H1: Variances of BMI are not the same in all groups.
library(car)
## Loading required package: carData
##
## Attaching package: 'car'
## The following object is masked from 'package:psych':
##
## logit
leveneTest(mydata$BMI, group = mydata$EducationF)
## Levene's Test for Homogeneity of Variance (center = median)
## Df F value Pr(>F)
## group 3 1.3099 0.2735
## 144
We cannot reject H0 because the given p-value is higher than 5%. This means that variances are the same in all groups and homogeneity is met.
Next, we will check if we have normal distribution.
H0: The distribution is normal.
H1: The distribution is not normal.
mydata %>%
group_by(EducationF) %>%
shapiro_test(BMI)
## # A tibble: 4 × 4
## EducationF variable statistic p
## <fct> <chr> <dbl> <dbl>
## 1 Preschool education BMI 0.896 0.0000447
## 2 Primary education BMI 0.975 0.493
## 3 Secondary education BMI 0.938 0.0994
## 4 Higher education BMI 0.909 0.178
We can see that the distribution is not normal in all four populations and we will use non-parametric test - > Kruskal-Wallis Rank Sum Test.
H0: Distribution locations of BMI are the same.
H1: At least one distribution location of BMI is different.
kruskal.test(BMI ~ EducationF,
data = mydata)
##
## Kruskal-Wallis rank sum test
##
## data: BMI by EducationF
## Kruskal-Wallis chi-squared = 3.1118, df = 3, p-value = 0.3747
We cannot reject H0 because we have the given p-value above 5%. We assume that the distribution locations are the same for all education levels.

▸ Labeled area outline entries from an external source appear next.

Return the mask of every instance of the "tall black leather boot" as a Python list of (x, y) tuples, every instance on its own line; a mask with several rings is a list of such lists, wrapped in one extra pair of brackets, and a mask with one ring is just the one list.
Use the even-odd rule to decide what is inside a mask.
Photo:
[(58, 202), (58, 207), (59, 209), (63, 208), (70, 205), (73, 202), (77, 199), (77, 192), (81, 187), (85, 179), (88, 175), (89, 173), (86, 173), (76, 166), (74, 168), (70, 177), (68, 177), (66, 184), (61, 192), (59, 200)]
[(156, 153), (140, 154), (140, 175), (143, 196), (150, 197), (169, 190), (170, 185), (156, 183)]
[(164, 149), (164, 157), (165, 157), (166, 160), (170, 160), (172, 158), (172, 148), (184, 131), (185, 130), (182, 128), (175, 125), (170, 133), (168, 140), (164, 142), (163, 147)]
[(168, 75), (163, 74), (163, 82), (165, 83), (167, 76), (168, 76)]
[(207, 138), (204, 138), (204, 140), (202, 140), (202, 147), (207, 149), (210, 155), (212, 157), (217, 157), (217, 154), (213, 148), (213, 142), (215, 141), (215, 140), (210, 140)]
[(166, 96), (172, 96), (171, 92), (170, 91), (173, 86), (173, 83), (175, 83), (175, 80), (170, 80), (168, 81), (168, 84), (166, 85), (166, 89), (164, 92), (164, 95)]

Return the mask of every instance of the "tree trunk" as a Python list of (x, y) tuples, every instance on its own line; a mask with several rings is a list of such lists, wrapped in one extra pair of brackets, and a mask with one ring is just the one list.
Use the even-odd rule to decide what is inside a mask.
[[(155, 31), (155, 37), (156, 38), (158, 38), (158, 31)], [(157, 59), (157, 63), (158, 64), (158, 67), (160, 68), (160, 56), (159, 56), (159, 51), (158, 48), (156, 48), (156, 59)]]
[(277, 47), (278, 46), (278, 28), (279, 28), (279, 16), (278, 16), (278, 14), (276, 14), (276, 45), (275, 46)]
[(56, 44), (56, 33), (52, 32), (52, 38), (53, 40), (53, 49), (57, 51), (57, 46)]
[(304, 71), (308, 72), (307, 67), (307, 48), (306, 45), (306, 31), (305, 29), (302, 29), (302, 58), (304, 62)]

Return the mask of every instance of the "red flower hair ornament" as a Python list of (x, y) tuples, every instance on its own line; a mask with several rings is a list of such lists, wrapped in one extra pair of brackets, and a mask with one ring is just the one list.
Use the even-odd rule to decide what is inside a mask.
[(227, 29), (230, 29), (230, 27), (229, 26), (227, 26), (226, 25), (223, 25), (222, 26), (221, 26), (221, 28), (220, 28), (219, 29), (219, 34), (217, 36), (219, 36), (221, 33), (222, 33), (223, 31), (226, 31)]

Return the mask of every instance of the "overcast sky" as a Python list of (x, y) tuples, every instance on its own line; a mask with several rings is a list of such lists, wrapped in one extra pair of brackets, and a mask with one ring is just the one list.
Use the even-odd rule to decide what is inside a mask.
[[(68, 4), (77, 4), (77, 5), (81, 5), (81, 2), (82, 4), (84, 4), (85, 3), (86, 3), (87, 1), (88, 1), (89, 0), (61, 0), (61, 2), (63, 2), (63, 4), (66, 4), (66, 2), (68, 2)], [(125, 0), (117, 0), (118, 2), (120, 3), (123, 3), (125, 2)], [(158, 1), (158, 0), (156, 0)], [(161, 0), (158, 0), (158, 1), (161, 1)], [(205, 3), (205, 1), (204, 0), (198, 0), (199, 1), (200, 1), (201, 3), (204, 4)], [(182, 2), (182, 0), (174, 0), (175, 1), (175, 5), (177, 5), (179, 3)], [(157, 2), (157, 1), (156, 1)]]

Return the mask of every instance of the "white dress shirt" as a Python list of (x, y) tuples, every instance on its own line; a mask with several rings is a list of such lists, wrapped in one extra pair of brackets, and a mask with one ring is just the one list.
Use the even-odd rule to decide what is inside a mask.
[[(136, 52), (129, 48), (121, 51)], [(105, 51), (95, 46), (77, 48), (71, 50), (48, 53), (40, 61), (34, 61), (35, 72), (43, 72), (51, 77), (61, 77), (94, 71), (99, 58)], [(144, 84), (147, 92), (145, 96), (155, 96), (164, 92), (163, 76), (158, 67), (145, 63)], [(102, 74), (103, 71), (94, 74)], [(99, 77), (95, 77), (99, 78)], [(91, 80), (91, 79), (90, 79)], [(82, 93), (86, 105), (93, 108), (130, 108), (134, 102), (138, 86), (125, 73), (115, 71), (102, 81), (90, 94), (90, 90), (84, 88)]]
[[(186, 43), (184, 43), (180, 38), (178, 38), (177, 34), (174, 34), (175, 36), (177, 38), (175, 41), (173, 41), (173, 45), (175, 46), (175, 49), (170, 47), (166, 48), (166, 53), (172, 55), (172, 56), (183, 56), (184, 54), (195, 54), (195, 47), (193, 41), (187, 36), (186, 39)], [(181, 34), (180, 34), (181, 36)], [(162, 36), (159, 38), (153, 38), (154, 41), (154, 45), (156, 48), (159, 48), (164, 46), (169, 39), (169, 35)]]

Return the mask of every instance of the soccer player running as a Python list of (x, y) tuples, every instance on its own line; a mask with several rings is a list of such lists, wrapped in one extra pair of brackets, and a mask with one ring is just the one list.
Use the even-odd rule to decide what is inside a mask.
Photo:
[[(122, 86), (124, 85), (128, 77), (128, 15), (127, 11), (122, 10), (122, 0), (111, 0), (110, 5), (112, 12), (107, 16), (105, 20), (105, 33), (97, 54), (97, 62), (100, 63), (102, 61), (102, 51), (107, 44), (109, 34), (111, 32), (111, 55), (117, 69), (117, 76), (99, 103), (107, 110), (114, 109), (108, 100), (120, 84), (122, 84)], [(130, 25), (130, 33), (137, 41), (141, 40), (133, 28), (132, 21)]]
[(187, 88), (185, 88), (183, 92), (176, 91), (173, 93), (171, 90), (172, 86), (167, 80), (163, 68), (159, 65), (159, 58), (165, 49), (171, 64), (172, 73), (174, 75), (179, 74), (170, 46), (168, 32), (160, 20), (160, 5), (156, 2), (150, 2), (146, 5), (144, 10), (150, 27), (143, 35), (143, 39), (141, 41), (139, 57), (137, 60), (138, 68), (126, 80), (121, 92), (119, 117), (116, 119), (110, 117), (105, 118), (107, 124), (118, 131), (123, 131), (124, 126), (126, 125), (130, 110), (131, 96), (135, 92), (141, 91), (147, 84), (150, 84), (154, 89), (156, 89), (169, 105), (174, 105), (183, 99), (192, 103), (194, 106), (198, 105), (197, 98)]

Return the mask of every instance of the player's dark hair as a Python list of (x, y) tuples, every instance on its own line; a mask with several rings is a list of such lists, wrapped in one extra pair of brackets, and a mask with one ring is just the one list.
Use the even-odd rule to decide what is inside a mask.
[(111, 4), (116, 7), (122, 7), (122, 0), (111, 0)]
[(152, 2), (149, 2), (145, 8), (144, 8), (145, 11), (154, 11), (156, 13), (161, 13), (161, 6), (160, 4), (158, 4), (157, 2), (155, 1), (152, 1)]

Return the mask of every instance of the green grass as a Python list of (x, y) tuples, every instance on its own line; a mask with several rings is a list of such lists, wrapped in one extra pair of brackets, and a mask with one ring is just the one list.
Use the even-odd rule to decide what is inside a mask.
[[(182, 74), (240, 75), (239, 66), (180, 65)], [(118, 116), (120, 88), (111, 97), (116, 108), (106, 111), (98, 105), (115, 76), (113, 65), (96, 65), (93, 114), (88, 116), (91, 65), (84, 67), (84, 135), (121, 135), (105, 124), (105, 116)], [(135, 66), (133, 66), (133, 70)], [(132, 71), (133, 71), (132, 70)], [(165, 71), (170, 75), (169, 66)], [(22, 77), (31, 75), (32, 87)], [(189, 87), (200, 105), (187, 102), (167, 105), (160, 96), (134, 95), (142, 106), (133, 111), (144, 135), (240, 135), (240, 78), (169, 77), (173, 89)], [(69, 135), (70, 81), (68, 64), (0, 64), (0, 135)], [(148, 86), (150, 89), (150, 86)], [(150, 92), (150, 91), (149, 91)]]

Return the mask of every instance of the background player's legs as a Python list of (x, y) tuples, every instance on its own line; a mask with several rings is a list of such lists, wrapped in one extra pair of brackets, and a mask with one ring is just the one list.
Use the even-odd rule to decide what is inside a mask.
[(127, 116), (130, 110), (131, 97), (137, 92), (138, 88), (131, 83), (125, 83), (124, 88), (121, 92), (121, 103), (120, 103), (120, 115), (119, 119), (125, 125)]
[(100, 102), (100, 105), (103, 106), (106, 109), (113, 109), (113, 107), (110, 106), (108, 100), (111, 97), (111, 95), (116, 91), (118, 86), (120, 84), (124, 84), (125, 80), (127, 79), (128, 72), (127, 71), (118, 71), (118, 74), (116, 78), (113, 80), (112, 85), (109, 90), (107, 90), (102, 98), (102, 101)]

Based on the sample data, we find that the education levels do not differ in the BMI at the given p-value 0.3747.
kruskal_effsize(BMI ~ EducationF,
data = mydata)
## # A tibble: 1 × 5
## .y. n effsize method magnitude
## * <chr> <int> <dbl> <chr> <ord>
## 1 BMI 148 0.000777 eta2[H] small
groups_nonpar <- wilcox_test(BMI ~ EducationF,
paired = FALSE,
p.adjust.method = "bonferroni",
data = mydata)
groups_nonpar
## # A tibble: 6 × 9
## .y. group1 group2 n1 n2 stati…¹ p p.adj p.adj…²
## * <chr> <chr> <chr> <int> <int> <dbl> <dbl> <dbl> <chr>
## 1 BMI Preschool education Primary edu… 66 41 1554. 0.2 1 ns
## 2 BMI Preschool education Secondary e… 66 28 1084. 0.189 1 ns
## 3 BMI Preschool education Higher educ… 66 13 403 0.736 1 ns
## 4 BMI Primary education Secondary e… 41 28 582 0.927 1 ns
## 5 BMI Primary education Higher educ… 41 13 218 0.336 1 ns
## 6 BMI Secondary education Higher educ… 28 13 140 0.249 1 ns
## # … with abbreviated variable names ¹statistic, ²p.adj.signif
pwc <- mydata %>%
wilcox_test(BMI ~ EducationF,
paired = FALSE,
p.adjust.method = "bonferroni")
Kruskal_results <- kruskal_test(BMI ~ EducationF,
data = mydata)
pwc <- pwc %>%
add_y_position(fun = "median", step.increase = 0.35)
ggboxplot(mydata, x = "EducationF", y = "BMI", add = "point", ylim=c(10, 70)) +
stat_pvalue_manual(pwc, hide.ns = FALSE, y.position = c(47, 52, 57)) +
stat_summary(fun = median, geom = "point", shape = 16, size = 4,
aes(group = EducationF), color = "darkred",
position = position_dodge(width = 0.8)) +
stat_summary(fun = median, colour = "darkred",
position = position_dodge(width = 0.8),
geom = "text", vjust = -0.5, hjust = -1,
aes(label = round(after_stat(y), digits = 2), group = EducationF)) +
labs(subtitle = get_test_label(Kruskal_results, detailed = TRUE),
caption = get_pwc_label(pwc))
Based on the sample data, we did not find statistically significant relationship between education levels and BMI (χ2=3.11, p = 0.38, effect size is small).